HALAKHAH E MATRILINEARIDADE:
PATERNIDADE É QUESTÃO DE FÉ



Leitor me pergunta quando os judeus optaram pela matrilinearidade como critério para ser judeu. Quando, não saberia responder. Mas não é critério da Bíblia, e sim da Halakhah. Não é só nos Evangelhos que a linhagem do Cristo vem de varão a varão. Já está no Gênesis, nas genealogias de Adão, Noé, Cão, Jafé, Sem, Tera.

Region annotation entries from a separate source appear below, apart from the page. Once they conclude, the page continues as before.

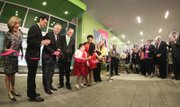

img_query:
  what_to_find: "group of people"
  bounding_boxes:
[3,16,106,102]
[126,31,180,80]
[3,16,180,102]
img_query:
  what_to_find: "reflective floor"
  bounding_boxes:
[0,73,180,107]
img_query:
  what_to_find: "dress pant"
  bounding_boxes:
[140,59,146,75]
[145,59,155,74]
[59,61,71,86]
[159,58,167,78]
[173,57,180,78]
[42,57,56,91]
[26,59,39,98]
[110,57,119,75]
[93,62,102,82]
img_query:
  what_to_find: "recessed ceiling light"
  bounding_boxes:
[137,16,141,23]
[122,34,126,39]
[64,11,69,14]
[140,31,143,36]
[164,10,169,19]
[159,28,162,33]
[43,1,47,6]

Halakhah é jurisprudência de rabinos, um ramo da literatura rabínica que trata das obrigações religiosas às quais devem se submeter os judeus, tanto em suas relações com seu próximo como em suas relações com Deus. Engloba praticamente todos os aspectos da existência: o nascimento e o casamento, as alegrias e sofrimentos, a agricultura e o comércio, a ética e a teologia. Recorro a meu fiel Dictionnaire Encyclopédique du Judaïsme.

Os religiosos do Talmud que lançaram os fundamentos da Halakhah postulavam a existência de duas leis: a lei escrita tal como estava no Pentateuco, e a lei oral, transmitida de mestre a discípulo. Admitia-se, a título de artigo de fé, que a lei oral havia sido revelada a Moisés ao mesmo tempo que a lei escrita. Se a lei escrita ordenava: “tu não trabalharás no shabat”, a lei oral tinha por objetivo definir com precisão quais tipos de trabalho constituíam uma violação deste mandamento. É o que chamaríamos hoje, em termos laicos, de regulamentação de uma lei.

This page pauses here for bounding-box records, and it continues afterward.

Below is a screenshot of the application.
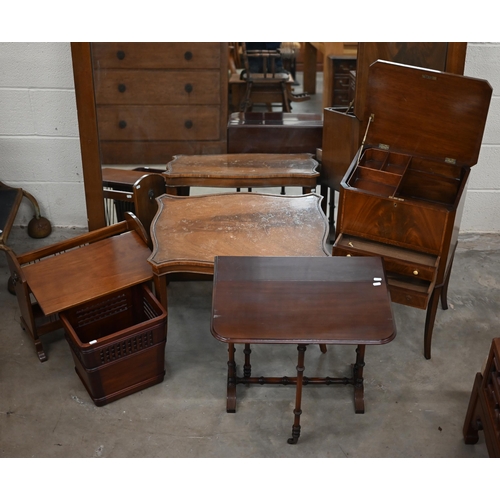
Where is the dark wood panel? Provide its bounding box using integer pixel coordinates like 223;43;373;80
101;141;226;165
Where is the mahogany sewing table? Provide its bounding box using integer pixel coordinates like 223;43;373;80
148;192;329;309
211;256;396;444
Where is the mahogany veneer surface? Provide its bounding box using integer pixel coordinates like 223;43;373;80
148;193;329;275
23;231;152;315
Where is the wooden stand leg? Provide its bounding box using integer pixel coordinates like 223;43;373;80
441;250;455;311
352;345;365;413
287;344;307;444
153;274;168;311
226;344;236;413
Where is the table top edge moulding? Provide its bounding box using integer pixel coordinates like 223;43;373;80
164;153;319;181
148;192;330;276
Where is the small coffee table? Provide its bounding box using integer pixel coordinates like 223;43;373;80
211;256;396;444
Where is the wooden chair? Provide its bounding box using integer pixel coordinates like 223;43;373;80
5;213;152;362
240;42;310;113
103;168;166;235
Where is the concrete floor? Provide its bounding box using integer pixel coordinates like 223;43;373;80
0;228;500;458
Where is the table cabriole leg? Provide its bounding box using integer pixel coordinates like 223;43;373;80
352;345;366;413
287;344;307;444
226;344;236;413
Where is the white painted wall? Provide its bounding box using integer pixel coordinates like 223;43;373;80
0;43;87;227
0;42;500;233
461;43;500;233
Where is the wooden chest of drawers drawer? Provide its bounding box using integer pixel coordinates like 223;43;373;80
92;42;221;71
94;69;221;105
97;106;220;141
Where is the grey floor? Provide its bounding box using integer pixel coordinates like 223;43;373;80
0;72;500;470
0;228;500;458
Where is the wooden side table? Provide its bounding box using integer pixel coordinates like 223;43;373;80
6;214;153;362
163;153;319;194
148;193;330;309
211;256;396;444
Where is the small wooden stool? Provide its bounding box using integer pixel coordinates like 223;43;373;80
211;256;396;444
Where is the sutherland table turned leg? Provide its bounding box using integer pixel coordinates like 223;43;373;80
226;344;236;413
288;344;307;444
352;345;366;413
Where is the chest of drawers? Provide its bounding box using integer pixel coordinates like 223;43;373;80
91;42;227;164
333;61;492;358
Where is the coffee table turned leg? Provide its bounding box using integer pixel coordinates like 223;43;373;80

É a partir da Halakhah que surge a controvérsia da patrilinearidade. Ou matrilinearidade, conforme o ângulo do qual observarmos. Pois nos textos bíblicos, as genealogias são sempre masculinas. Segundo a lei oral judaica, “teu filho, nascido de umamulher israelita é chamado teu filho, mas teu filho nascido de uma mulher pagã não é chamado teu filho”. Assim, uma criança nascida de uma mãe judia é considerada como judeu independentemente da religião de seu pai ou do grau de observância ou conhecimento do judaísmo pela criança. No entanto, a criança nascida de um pai judeu e de uma mãe não-judia não é reconhecida como judeu, independentemente de sua prática ou conhecimento do judaísmo.

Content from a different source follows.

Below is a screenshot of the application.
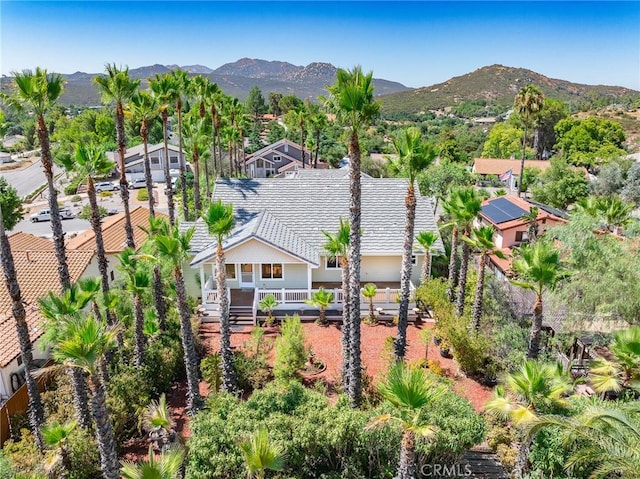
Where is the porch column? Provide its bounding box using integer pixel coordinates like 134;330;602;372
199;264;207;304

Sigo ainda meu fiel dicionário. Este critério tradicional para determinar a condição judia de uma criança foi posta em questão pelo judaísmo reformado e pelo reconstrucionismo. Em 1982, o movimento reformista adotou o princípio da descendência patrilinear como critério de judaicidade. Segundo este ponto de vista, o filho de um matrimônio misto entre um pai judeu e uma mãe não-judia, educado como judeu e observando os deveres do ciclo da vida judia, é considerado judeu sem ter obrigação de submeter-se à conversão. Uma criança nascida de uma mãe judia, sem consideração da religião do pai, é igualmente tida como judia. O movimento reconstrucionista adotou o princípio da descendência patrilinear em 1983.

Em resposta, a Assembléia rabínica do judaísmo conservador reafirmou, em maio de 1984, sua aceitação da exclusiva descendência matrilinear como fator determinante da judaicidade de uma criança. Da mesma forma, o judaísmo ortodoxo, seguindo a Halakhah, reconhece unicamente a descendência matrilinear.

Sábios sacerdotes, que há milênios perceberam que paternidade é uma questão de fé. Comentei, em crônica passada, a afirmação do professor de teologia e ciências da religião Fernando Altemeyer, da Pontifícia Universidade Católica de São Paulo (PUC-SP), de que “a ascendência entre os judeus vem de mãe, não de pai”. Pelo jeito, de tanto lidar com teologias, assumiu o judaísmo rabínico.

Pois esta ascendência matrilinear da Bíblia não consta.